First Personal Supercomputer

(Athar Naeem, Karachi)

Introducing the world's first personal supercomputer

The world's first personal supercomputer, which is 250 times faster than the average PC, has been unveiled.

Although at £4,000 it is beyond the reach of most consumers, the high-performance processor could become invaluable to universities and medical institutions.

The revolutionary Tesla supercomputer was launched in London yesterday evening.

The NVIDIA's Tesla computer could prove invaluable to medical researchers and accelerate the discovery of cancer treatments

The desktop workstations are built with innovative NVIDIA graphics processing units (GPUs), which are capable of handling simultaneous calculations usually relegated to £70,000 supercomputing 'clusters' that take up entire rooms.

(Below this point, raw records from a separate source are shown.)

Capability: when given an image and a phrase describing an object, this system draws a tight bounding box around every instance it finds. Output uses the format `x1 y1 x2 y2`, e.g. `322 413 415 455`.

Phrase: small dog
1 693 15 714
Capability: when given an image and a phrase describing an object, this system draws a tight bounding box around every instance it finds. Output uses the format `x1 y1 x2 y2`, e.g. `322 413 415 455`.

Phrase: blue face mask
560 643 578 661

PHD students at Cambridge and Oxford Universities and MIT in America are already using GPU-based personal supercomputers for research.

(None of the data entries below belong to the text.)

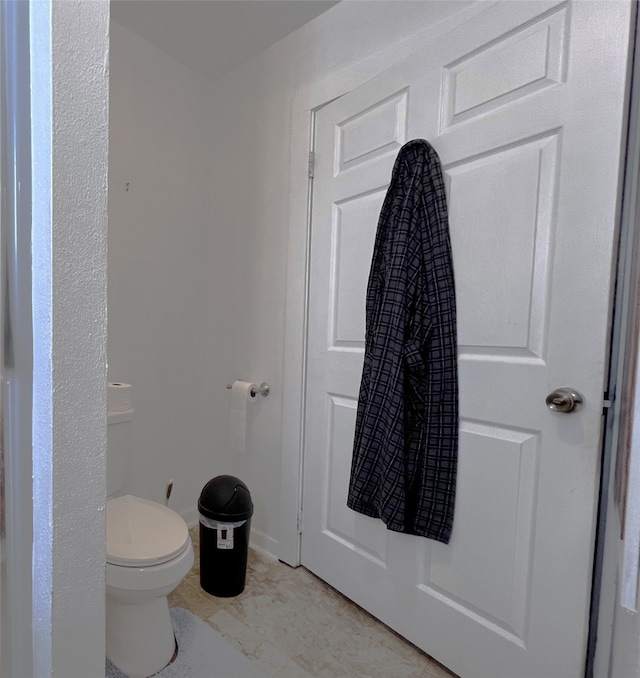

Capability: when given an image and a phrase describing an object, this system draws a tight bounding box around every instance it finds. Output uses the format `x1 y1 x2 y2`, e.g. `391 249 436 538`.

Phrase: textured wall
32 1 110 676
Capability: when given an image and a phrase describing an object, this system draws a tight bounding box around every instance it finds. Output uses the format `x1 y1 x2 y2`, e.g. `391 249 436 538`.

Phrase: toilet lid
107 495 190 567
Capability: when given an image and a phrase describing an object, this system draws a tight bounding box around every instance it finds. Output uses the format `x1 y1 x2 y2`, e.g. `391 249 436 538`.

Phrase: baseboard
249 528 279 561
181 507 279 561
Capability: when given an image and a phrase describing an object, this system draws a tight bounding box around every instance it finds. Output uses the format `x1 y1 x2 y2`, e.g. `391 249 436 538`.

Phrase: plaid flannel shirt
347 139 458 544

Scientists believe the new systems could help find cures for diseases.

1954: The IBM 704 was considered to be the world's first super-computer and took up a whole room designed for engineering and scientific calculations.

The device lets them run hundreds of thousands of science codes to create a shortlist of drugs that are most likely to offer potential cures.

This exceptional speedup has the ability to accelerate the discovery of potentially life-saving anti-cancer drugs,' said Jack Collins from the Advanced Biomedical Computing Centre in Maryland.

The new computers make innovative use of the revolutionary graphics processing units, which NIVIDA claims could bring lightning speeds to the next generation of home computers.

" A traditional processor handles one task at a time in a linear style, but GPUs work on tasks simultaneously to do things such as get colour pixels together on screens to present moving images "

" So while downloading a film onto an iPod would take up to six hours on a traditional system, a graphics card could bring this down to 20 minutes. "

The supercomputers, made by a number of UK based companies including Viglen, Armari and Dell are currently on sale to universities and to the science and research community.

PC maker Dell said they would soon be mass producing them for the general consumer market.